でもね、ロルフさんは不思議そうなお顔でこう言ったんだよ。
「石の加工なぞ、わざわざ魔法に頼らずとも石工に頼めばよかろう。かかる値もそちらの方が安かろうに」
「確かに石をただ目の形にするだけならば石工でも作れるのですが、ルディーン君が作ってくれたものは少々特殊でして」
クリームお姉さんはそう言うと、ロルフさんにちょっと待っててねって言ってから僕をお部屋の隅っこに連れてったんだ。

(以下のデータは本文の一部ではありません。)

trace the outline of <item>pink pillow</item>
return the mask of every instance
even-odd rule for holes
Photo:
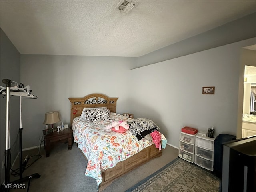
[[[124,133],[124,132],[125,132],[127,130],[127,129],[125,129],[124,128],[124,127],[122,127],[122,126],[119,126],[119,129],[118,129],[118,130],[116,130],[115,129],[114,127],[112,128],[111,130],[112,130],[112,131],[115,131],[116,132],[118,132],[118,133]]]

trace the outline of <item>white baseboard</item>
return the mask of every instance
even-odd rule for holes
[[[28,148],[25,148],[24,149],[22,149],[22,151],[27,151],[28,150],[30,150],[30,149],[36,149],[36,148],[38,148],[40,146],[38,145],[37,146],[34,146],[34,147],[29,147]],[[42,145],[41,145],[40,146],[44,147],[44,144],[42,144]]]
[[[30,150],[30,149],[36,149],[36,148],[39,148],[39,146],[40,146],[39,145],[38,145],[37,146],[34,146],[34,147],[29,147],[28,148],[25,148],[24,149],[22,149],[22,151],[27,151],[28,150]],[[41,145],[41,147],[44,147],[44,144]],[[16,156],[16,157],[15,158],[14,160],[13,161],[13,163],[12,163],[12,165],[11,167],[12,169],[13,168],[12,167],[13,166],[13,165],[15,163],[15,162],[16,162],[17,159],[18,159],[18,160],[20,160],[19,157],[20,157],[20,152],[19,151],[18,153],[17,156]]]

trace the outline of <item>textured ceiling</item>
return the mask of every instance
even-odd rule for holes
[[[138,57],[256,11],[256,1],[0,1],[1,28],[21,54]]]

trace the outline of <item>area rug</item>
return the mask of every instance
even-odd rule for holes
[[[219,184],[210,171],[178,158],[126,192],[218,192]]]

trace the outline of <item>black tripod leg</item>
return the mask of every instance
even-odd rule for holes
[[[4,182],[8,184],[10,183],[10,161],[11,149],[6,149],[5,151],[5,178]],[[6,188],[7,192],[9,192],[9,188]]]

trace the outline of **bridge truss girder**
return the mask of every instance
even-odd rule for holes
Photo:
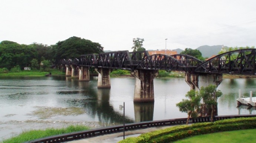
[[[255,75],[256,49],[233,50],[218,55],[202,63],[198,73]]]

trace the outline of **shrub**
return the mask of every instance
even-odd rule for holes
[[[142,134],[138,137],[128,138],[119,142],[169,142],[195,135],[254,128],[256,128],[256,117],[234,118],[174,126]]]
[[[164,70],[159,70],[158,71],[158,77],[165,77],[169,76],[169,74]]]
[[[8,73],[8,72],[9,72],[9,70],[6,67],[0,68],[0,73]]]
[[[21,71],[21,70],[20,69],[20,66],[17,65],[16,66],[14,66],[14,67],[11,69],[10,71],[11,72],[18,73]]]
[[[111,73],[111,74],[129,74],[130,72],[128,70],[114,70]]]

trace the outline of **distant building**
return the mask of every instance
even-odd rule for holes
[[[150,50],[148,51],[150,55],[151,55],[154,54],[165,54],[165,50]],[[166,55],[168,56],[172,55],[177,54],[177,51],[172,50],[166,50]]]

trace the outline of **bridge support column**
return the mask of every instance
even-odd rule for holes
[[[66,76],[71,76],[71,71],[72,71],[72,68],[70,67],[69,64],[66,64]]]
[[[199,91],[201,87],[206,87],[210,84],[218,87],[222,81],[222,74],[186,73],[185,81],[190,86],[191,90]]]
[[[79,81],[90,81],[89,67],[79,66]]]
[[[222,74],[216,73],[196,73],[191,74],[186,73],[185,74],[185,80],[190,86],[191,90],[194,89],[199,91],[202,87],[206,87],[210,84],[215,85],[218,87],[222,81]],[[206,105],[202,103],[200,111],[198,111],[198,116],[210,116],[211,109],[207,109]],[[218,115],[217,106],[215,106],[214,109],[214,115]]]
[[[110,73],[111,69],[110,69],[98,68],[95,70],[99,73],[98,76],[98,88],[110,88]]]
[[[72,68],[71,70],[71,77],[75,77],[78,76],[78,67],[76,65],[70,65]]]
[[[142,69],[131,72],[136,80],[134,102],[154,101],[153,80],[158,73],[158,70]]]

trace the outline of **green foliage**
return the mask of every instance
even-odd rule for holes
[[[50,62],[48,60],[44,60],[41,62],[41,67],[43,71],[48,71],[50,66]]]
[[[38,61],[37,59],[33,59],[31,60],[31,67],[33,69],[38,69],[39,64],[38,64]]]
[[[206,105],[208,109],[211,110],[211,120],[213,121],[213,113],[215,107],[217,105],[218,98],[222,95],[220,90],[216,91],[217,86],[210,85],[207,87],[202,87],[200,90],[200,94],[202,97],[204,103]]]
[[[180,125],[129,137],[119,143],[170,142],[198,135],[220,132],[256,128],[256,117],[234,118],[214,123]]]
[[[193,115],[193,117],[196,117],[197,116],[197,114],[196,114],[196,111],[199,109],[200,106],[201,97],[198,95],[198,92],[196,92],[195,90],[188,91],[185,96],[188,99],[182,99],[182,101],[177,103],[176,106],[178,107],[180,111],[187,113],[187,125],[191,115]]]
[[[73,59],[82,55],[102,53],[104,48],[98,43],[73,36],[53,45],[53,58],[58,63],[63,59]]]
[[[6,67],[3,68],[0,68],[0,73],[8,73],[9,70]]]
[[[169,76],[169,73],[164,70],[158,70],[158,77],[165,77]]]
[[[192,56],[200,60],[204,60],[204,58],[202,56],[202,53],[198,50],[193,50],[191,48],[187,48],[185,49],[185,50],[181,52],[180,53]]]
[[[223,48],[219,52],[219,54],[221,54],[224,53],[226,53],[226,52],[230,52],[230,51],[232,51],[232,50],[237,50],[239,49],[254,49],[255,48],[254,46],[252,46],[251,47],[249,47],[248,46],[246,46],[245,47],[225,47],[225,48]]]
[[[130,71],[127,70],[123,70],[121,69],[114,70],[112,71],[111,74],[111,76],[113,76],[114,75],[120,76],[124,74],[130,74]]]
[[[256,140],[256,129],[223,132],[193,136],[175,143],[210,143],[216,140],[219,143],[250,143],[252,140]]]
[[[23,143],[32,140],[65,133],[72,133],[89,129],[82,125],[70,125],[66,128],[59,129],[48,128],[45,130],[32,130],[24,132],[18,136],[4,140],[4,143]]]
[[[0,76],[45,76],[46,74],[48,74],[50,72],[52,75],[63,75],[65,73],[57,69],[51,69],[49,72],[42,72],[38,70],[22,70],[18,73],[9,72],[8,73],[1,73]]]
[[[12,72],[18,73],[19,72],[20,72],[21,71],[21,70],[20,69],[20,66],[17,65],[16,66],[14,66],[14,67],[11,69],[11,70],[10,71],[10,72]]]
[[[133,38],[132,42],[133,42],[133,46],[132,47],[132,49],[133,49],[133,51],[140,51],[145,50],[146,49],[143,48],[143,42],[144,39],[137,38]]]

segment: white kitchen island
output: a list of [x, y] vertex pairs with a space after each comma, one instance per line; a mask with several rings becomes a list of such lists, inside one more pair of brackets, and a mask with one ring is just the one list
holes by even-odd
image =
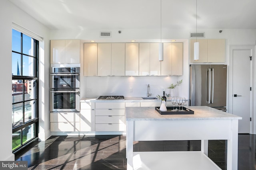
[[[237, 170], [238, 120], [207, 106], [194, 114], [162, 115], [154, 107], [126, 107], [127, 170], [220, 170], [207, 156], [208, 140], [227, 140], [227, 170]], [[201, 140], [200, 151], [133, 152], [134, 141]]]

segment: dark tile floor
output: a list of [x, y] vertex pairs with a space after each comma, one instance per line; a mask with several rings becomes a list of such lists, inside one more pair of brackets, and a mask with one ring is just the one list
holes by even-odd
[[[256, 170], [256, 135], [238, 135], [238, 170]], [[200, 141], [134, 142], [134, 150], [200, 150]], [[226, 141], [209, 141], [208, 156], [226, 169]], [[126, 137], [52, 136], [38, 142], [16, 160], [27, 161], [28, 170], [126, 170]]]

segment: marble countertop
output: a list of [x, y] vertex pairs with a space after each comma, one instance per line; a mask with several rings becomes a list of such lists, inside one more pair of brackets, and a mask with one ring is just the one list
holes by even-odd
[[[150, 96], [150, 97], [156, 97], [156, 96]], [[161, 100], [160, 99], [143, 99], [142, 97], [125, 97], [124, 100], [98, 100], [96, 99], [98, 97], [92, 97], [92, 98], [87, 98], [84, 99], [82, 99], [80, 100], [80, 102], [161, 102]], [[166, 97], [166, 100], [167, 101], [171, 101], [171, 98], [167, 97]]]
[[194, 114], [161, 115], [154, 107], [126, 107], [126, 121], [241, 119], [242, 117], [208, 106], [186, 106]]

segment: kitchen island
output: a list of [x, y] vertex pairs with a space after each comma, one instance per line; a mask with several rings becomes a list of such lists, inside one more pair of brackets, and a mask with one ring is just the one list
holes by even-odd
[[[160, 114], [154, 107], [126, 107], [127, 170], [220, 169], [208, 156], [208, 140], [227, 140], [227, 169], [237, 169], [238, 120], [207, 106], [194, 114]], [[133, 152], [134, 141], [201, 140], [200, 151]]]

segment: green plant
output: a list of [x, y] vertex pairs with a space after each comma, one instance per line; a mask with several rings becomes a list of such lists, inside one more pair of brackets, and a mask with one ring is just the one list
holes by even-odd
[[164, 99], [163, 98], [163, 97], [161, 95], [156, 95], [156, 97], [162, 101], [164, 100]]
[[182, 80], [178, 81], [177, 82], [177, 84], [174, 84], [173, 83], [172, 83], [172, 84], [170, 85], [170, 86], [168, 88], [171, 88], [174, 89], [175, 88], [176, 86], [180, 86], [181, 85], [181, 84], [182, 83]]

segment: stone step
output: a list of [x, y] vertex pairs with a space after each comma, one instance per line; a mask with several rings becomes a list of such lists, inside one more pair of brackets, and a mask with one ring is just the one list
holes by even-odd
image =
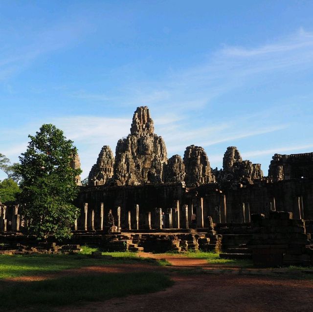
[[252, 254], [251, 253], [220, 253], [220, 258], [221, 259], [251, 259]]

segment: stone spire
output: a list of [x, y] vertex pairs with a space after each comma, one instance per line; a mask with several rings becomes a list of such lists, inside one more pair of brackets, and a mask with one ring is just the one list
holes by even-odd
[[183, 182], [185, 180], [185, 165], [179, 155], [169, 159], [164, 172], [164, 182]]
[[113, 176], [114, 156], [109, 146], [105, 145], [99, 154], [96, 164], [91, 168], [88, 177], [90, 186], [103, 185]]
[[215, 182], [210, 163], [203, 147], [194, 145], [186, 147], [184, 154], [184, 164], [187, 187]]
[[163, 168], [167, 162], [166, 147], [161, 137], [154, 131], [149, 108], [137, 107], [131, 134], [119, 140], [116, 146], [114, 179], [118, 184], [162, 182]]
[[155, 128], [146, 106], [137, 107], [133, 117], [131, 134], [137, 137], [153, 134]]
[[236, 146], [229, 146], [224, 153], [223, 169], [232, 171], [234, 164], [243, 162], [240, 153]]
[[[73, 168], [73, 169], [80, 168], [80, 160], [78, 154], [76, 153], [72, 156], [70, 162], [70, 166]], [[78, 175], [75, 177], [75, 182], [77, 185], [82, 185], [80, 175]]]
[[255, 180], [263, 179], [261, 165], [252, 164], [249, 160], [243, 160], [235, 146], [227, 148], [223, 158], [223, 169], [216, 172], [219, 183], [229, 187], [238, 184], [253, 184]]

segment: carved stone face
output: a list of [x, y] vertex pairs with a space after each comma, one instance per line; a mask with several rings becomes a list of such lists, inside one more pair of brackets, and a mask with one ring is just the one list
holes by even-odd
[[142, 137], [138, 140], [138, 150], [141, 155], [148, 155], [151, 151], [151, 145], [146, 137]]

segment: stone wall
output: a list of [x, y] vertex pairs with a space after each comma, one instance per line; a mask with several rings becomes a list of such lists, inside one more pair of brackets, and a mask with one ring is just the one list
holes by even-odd
[[303, 220], [293, 220], [291, 212], [271, 211], [267, 219], [253, 215], [251, 227], [255, 233], [247, 245], [254, 266], [313, 265], [313, 245]]
[[274, 181], [292, 179], [313, 179], [313, 153], [281, 155], [272, 157], [268, 177]]

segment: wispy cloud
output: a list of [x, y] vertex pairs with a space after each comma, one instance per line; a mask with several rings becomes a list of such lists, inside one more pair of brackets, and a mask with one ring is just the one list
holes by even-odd
[[21, 71], [42, 55], [70, 45], [91, 30], [83, 19], [67, 21], [34, 33], [24, 44], [8, 45], [0, 51], [0, 80]]
[[313, 144], [305, 144], [301, 145], [295, 145], [293, 146], [275, 146], [273, 148], [262, 150], [253, 150], [243, 152], [243, 156], [245, 157], [255, 157], [264, 155], [272, 155], [274, 154], [282, 154], [283, 153], [291, 153], [295, 151], [296, 153], [305, 150], [305, 152], [310, 152], [311, 150], [313, 149]]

「ルディーン君。申し訳ないんだけど、さっき拾った石で普通のぬいぐるみの目と白目の中に違う色の瞳があるぬいぐるみの目を作ってもらえないかしら? 言葉で伝えるよりも、実物を見て頂いた方がフランセン様にもよく解って頂けると思うのよ」
「うん、いいよ!」
こんなんだよって口で言うより、これだよって見せてあげた方が解りやすいもんね。
そう思った僕はポシェットからさっき拾った石を何個か出して、それをクリエイト魔法でぬいぐるみのお目めに作り替えたんだ。
「はい。これでいい?」
「わぁ! ありがとう、ルディーン君。これならばきっと、フランセン様も納得して下さると思うわ」
クリームお姉さんは両方の手のひらを右のほっぺたの横で合わせながら、お顔をちょびっとだけ倒してニッコリ。
僕の作ったぬいぐるみのお目めを大事そうに持つと、それを持ってロルフさんのところへ行っちゃったんだ。